As for the Warriors, Andrew Webster's done a fantastic job with that side and as much as I'm cross with the Warrior fanbase (more on that in a moment) I think it's a good thing for Rugby League across the ditch that their side is doing so well. Much like the Broncos being a quality team is important for the health of rugby league in Queensland, so too is the need for the Warriors to play well in order to keep Rugby Union from swallowing it whole.
So to see players like Shaun Johnson and CNK come back because they love New Zealand and the Warriors, and play so well - it brings a smile to my heart.
It's also pleasing to see players who want to play for the Warriors. During COVID when the Warriors sacrificed so much, there was no shortage of opportunist players who signed up, thinking they'd never have to go across the ditch. Then COVID settled, and suddenly players and coaching staff couldn't wait to get out of there. Absolute scum.
And whilst I'm glad that unhappy chapter in the club's history is behind them, there are some sins that shall not go unpunished.
Hey, Warriors fans. You might have short memories, but I don't. It wasn't that long ago when your club released CNK. We built him into the superstar we gave back to you, and I had no shortage of Warriors fans tell me how New Zealand made the right decision letting him go, because he was a worse winger than David Fusitu'a and Ken Maumalo.

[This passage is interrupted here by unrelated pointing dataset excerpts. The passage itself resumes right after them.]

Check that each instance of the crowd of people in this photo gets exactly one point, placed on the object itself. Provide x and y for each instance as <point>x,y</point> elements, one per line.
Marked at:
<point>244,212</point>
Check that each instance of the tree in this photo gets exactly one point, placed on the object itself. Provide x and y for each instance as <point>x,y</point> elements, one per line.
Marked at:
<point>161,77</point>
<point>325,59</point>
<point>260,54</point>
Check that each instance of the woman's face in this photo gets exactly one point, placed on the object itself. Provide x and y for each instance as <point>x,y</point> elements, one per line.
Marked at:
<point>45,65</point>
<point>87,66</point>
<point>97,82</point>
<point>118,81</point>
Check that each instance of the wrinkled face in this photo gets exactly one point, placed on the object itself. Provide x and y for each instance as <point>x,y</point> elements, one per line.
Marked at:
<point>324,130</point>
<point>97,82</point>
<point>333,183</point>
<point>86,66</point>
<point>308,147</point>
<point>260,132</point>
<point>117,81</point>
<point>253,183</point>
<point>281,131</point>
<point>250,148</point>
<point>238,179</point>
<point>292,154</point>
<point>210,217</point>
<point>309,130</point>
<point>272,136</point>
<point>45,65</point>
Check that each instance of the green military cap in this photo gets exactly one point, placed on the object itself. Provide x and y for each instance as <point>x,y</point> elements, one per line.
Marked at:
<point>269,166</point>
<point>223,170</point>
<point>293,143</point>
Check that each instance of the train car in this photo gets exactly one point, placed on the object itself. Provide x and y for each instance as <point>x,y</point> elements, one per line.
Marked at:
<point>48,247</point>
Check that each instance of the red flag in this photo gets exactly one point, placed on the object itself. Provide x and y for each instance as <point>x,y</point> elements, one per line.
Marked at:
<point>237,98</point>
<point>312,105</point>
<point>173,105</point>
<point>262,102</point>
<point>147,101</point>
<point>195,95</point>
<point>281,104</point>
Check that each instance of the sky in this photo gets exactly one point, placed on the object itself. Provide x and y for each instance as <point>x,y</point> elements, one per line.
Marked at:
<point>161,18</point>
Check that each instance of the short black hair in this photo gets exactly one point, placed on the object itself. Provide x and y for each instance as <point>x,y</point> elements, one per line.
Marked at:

So keep holding up those "Ricky you can't have him back", but never forget you didn't want him in the first place. We wanted him, we built him up, and gave him back to you, in spite of yourselves.
That's all for this week. Canberra play the Knights in the NRL and the Roosters in te NRLW. I will be watching those games on my phone, because I have opted to play in a local Warhammer tournament, but I will be keeping my fingers crossed.